The class of serotonin and norepinephrine reuptake inhibitors (SNRIs) now comprises three medications: venlafaxine, milnacipran, and duloxetine. These drugs block the reuptake of both serotonin (5-HT) and norepinephrine with differing selectivity. Whereas milnacipran blocks 5-HT and norepinephrine reuptake with equal affinity, duloxetine has a 10-fold selectivity for 5-HT and venlafaxine a 30-fold selectivity for 5-HT. All three SNRIs are efficacious in treating a variety of anxiety disorders. There is no evidence for major differences between SNRIs and SSRIs in their efficacy in treating anxiety disorders.

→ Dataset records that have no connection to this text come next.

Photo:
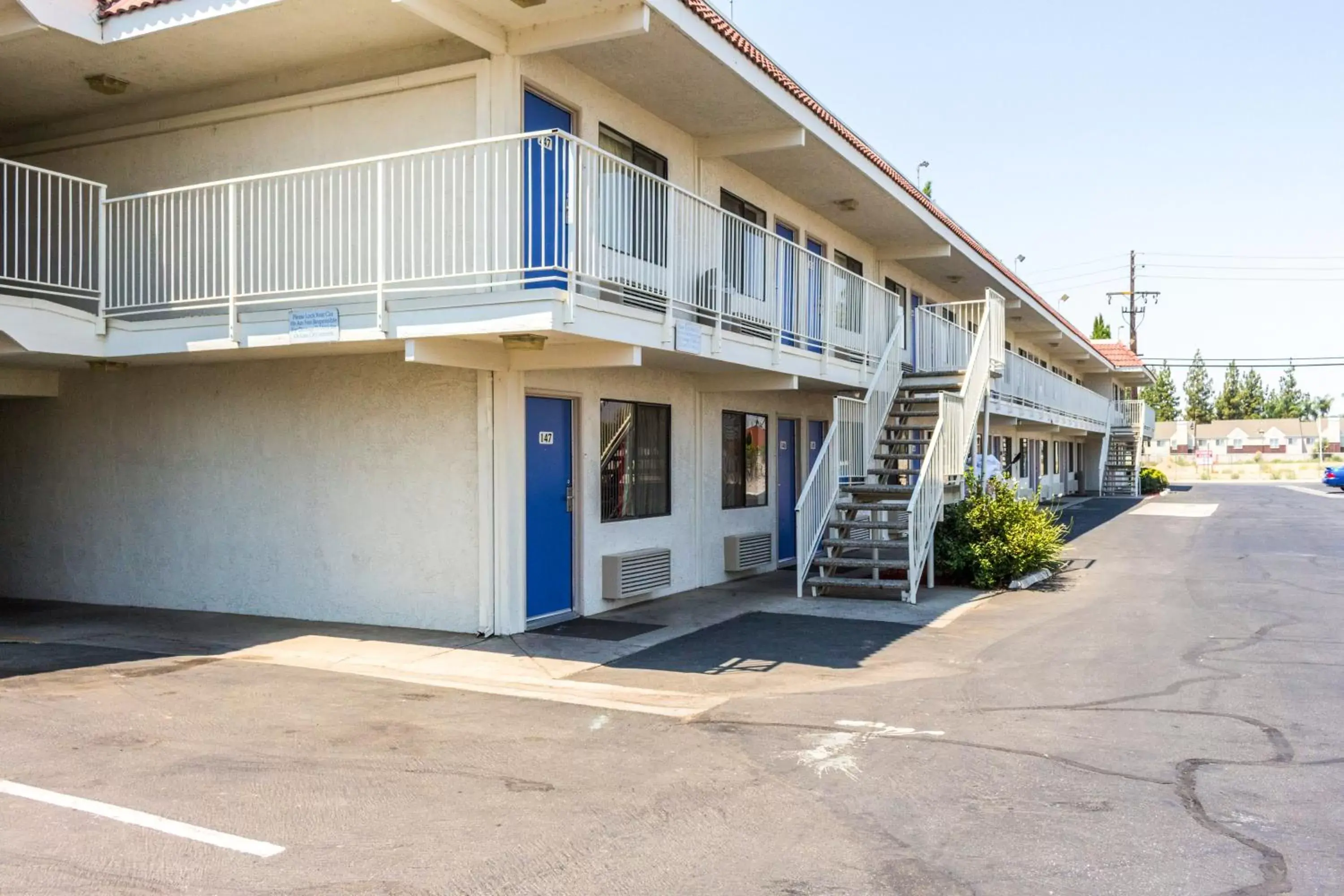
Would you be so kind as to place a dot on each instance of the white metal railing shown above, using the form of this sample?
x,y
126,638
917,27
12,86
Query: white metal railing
x,y
855,429
945,456
1031,386
50,230
1129,414
530,210
944,335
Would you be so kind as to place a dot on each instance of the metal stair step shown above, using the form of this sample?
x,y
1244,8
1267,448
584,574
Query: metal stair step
x,y
877,488
874,585
890,507
862,563
900,524
866,544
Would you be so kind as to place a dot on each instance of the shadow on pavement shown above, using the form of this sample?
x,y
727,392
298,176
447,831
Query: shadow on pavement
x,y
1094,512
764,641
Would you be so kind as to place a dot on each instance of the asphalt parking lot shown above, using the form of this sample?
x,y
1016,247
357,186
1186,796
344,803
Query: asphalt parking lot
x,y
1163,719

In contrast to SSRIs, which are generally ineffective in treating chronic pain, all three SNRIs seem to be helpful in relieving chronic pain associated with and independent of depression. Tolerability of an SNRI at therapeutic doses varies within the class. Although no direct comparative data are available, venlafaxine seems to be the least well-tolerated, combining serotonergic adverse effects (nausea, sexual dysfunction, withdrawal problems) with a dose-dependent cardiovascular phenomenon, principally hypertension. Duloxetine and milnacipran appear better tolerated and essentially devoid of cardiovascular toxicity.